(Reuters) - Morgan Stanley MS.N expects the coronavirus outbreak will send U.S. auto sales down 9% this year, it said in an investor note on Wednesday. Before the outbreak, analysts had expected a modest decline of 1-2%.
Separately, researcher LMC Automotive said it expects concerns over coronavirus in the United States and other countries could drive global vehicle sales this year down 4% to 86.4 million, from 90.3 million in 2019. LMC previously had expected relatively flat global sales of 90.1 million.
In the United States, Morgan Stanley auto analyst Adam Jonas wrote that “demand shock” triggered by the spread of the virus could cause consumers to delay large purchases such as new cars.
He predicted U.S. sales could drop to 15.5 million vehicles, from 17.1 million in 2019.
LMC dropped its U.S. sales forecast to 16.5 million.
Automakers are due to report first-quarter sales in early April.
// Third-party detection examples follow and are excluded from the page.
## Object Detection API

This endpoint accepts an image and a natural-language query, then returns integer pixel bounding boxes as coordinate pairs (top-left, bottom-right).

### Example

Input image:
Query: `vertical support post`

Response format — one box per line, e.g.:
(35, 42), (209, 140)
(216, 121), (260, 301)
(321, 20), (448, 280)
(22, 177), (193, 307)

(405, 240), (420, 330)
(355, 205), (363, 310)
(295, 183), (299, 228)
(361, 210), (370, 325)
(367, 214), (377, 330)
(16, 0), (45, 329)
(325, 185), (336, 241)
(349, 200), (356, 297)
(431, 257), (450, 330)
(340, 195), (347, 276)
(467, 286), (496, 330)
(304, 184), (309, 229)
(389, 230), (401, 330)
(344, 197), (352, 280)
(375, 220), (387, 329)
The National Automobile Dealers Association in early January had predicted a slight dip in 2020 sales to 16.8 million.
In his note, Jonas said coronavirus fears could have a ripple effect on used car sales and on consumer credit.
As the virus spreads, it will continue to have a negative impact on the auto industry, said Jeff Schuster, LMC president of global vehicle forecasts, adding, “volatility will remain with us until there is evidence of containment globally, and the lasting effect could spill into 2021.”